Gunfire and explosions could be heard late Monday in Burundi's capital, Bujumbura, on the eve of the country's presidential election.
The unrest comes amid tensions over incumbent President Pierre Nkurunziza's controversial bid for a third term over objections by protesters and opposition politicians, who say he is flouting a constitutional ban.
Witnesses in the capital's northern Ngagara suburb said assailants had shot at police officers, who returned fire, while journalists from French news agency AFP heard three loud explosions and regular bursts of gunfire, though they could not say where the sounds were coming from. Explosions and shots were also heard in Nyakabiga, northeast of Bujumbura, and Kanyosha to the south, according to local residents.
Earlier on Monday, an unknown attacker threw a grenade in the city's central Independence Square.
It remained unclear if there were any casualties.
Prosper Ntahorwamiye, spokesman for the Electoral Commission, said he expected high turnout among the country's 3.8 million eligible voters.
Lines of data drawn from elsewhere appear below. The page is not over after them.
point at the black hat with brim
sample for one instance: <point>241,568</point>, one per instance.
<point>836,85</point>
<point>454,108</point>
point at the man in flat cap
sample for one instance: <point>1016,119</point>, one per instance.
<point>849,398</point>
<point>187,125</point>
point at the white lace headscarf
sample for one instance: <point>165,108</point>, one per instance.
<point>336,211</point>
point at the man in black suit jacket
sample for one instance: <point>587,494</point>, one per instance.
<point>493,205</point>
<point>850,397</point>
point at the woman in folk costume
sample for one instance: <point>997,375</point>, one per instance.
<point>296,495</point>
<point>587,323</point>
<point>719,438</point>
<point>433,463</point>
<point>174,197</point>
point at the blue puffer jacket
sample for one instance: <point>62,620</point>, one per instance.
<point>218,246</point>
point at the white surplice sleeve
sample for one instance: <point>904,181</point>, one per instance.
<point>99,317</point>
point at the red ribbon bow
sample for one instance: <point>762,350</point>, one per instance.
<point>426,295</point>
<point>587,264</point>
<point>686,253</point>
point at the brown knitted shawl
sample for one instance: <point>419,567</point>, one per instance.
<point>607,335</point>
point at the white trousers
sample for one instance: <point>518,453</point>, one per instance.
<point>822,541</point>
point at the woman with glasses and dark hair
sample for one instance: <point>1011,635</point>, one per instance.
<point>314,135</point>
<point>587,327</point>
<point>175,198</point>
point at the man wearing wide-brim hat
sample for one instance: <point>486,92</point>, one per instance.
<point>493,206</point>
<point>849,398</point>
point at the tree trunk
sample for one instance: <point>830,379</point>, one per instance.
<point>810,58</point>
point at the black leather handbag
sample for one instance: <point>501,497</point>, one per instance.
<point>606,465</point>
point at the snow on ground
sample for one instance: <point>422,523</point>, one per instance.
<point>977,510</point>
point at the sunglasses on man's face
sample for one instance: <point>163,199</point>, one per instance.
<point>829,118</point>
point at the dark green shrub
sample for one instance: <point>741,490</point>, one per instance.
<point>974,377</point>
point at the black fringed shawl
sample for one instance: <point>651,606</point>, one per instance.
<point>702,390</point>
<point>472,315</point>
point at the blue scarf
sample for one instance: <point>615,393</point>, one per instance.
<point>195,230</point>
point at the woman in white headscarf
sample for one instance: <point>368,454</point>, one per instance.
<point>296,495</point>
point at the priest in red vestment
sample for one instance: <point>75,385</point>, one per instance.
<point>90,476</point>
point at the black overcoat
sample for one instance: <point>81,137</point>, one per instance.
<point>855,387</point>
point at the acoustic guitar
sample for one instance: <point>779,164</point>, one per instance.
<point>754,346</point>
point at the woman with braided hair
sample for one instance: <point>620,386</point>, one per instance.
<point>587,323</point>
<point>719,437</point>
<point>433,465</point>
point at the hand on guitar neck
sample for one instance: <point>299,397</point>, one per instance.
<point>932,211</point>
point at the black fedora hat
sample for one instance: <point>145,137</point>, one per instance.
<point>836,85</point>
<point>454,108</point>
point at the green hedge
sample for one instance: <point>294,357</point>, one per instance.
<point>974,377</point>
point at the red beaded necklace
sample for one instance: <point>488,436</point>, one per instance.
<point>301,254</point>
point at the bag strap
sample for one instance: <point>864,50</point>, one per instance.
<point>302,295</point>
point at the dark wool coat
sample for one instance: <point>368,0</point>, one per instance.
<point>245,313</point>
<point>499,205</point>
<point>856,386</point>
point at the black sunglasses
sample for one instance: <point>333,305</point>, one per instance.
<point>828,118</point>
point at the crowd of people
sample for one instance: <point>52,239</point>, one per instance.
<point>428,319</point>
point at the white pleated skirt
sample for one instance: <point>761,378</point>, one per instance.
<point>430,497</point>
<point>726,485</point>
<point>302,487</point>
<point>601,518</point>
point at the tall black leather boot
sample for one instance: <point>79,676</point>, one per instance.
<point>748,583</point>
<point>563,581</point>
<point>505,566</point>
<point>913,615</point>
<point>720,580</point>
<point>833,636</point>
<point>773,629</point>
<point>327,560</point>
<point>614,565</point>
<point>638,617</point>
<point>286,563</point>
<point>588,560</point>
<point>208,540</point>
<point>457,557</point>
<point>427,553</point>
He said improved safety, especially in the capital, has encouraged those who fled the violence of the past months to return.
The UN Refugee Agency, however, has announced that it has not seen any of the 170,000 Burundians who left their homes for fear of election-related turmoil return to the country.
Months of unrest failed to discourage Nkurunziza
The European Union suspended its election observer mission to the landlocked African nation in May, citing concerns over a clampdown on independent media, excessive use of force against protesters and the government's intimidation tactics against political and civic opponents.
During the country's recent parliamentary elections, in which Nkurunziza's ruling party won a majority of the seats, the United Nations observer mission to Burundi said that the polls were not free, credible or inclusive.
Sporadic street violence has erupted in Bujumbura since Nkurunziza announced his intentions to run for a third time in April. Protesters saw this as a violation of the constitution, which sets a two-term limit. Nkurunziza argued that he was appointed by the parliament, not elected, for his first time in 2005, and is thus eligible to be elected once more.
An attempted coup in mid-May was quickly quashed by forces loyal to the president. More than 100 people have died in clashes.
Of the original eight candidates for president, three, among them two former presidents, have withdrawn their candidacy amid growing concern that the poll will be neither free nor fair. Burundi's Electoral Commission has denied receiving their requests.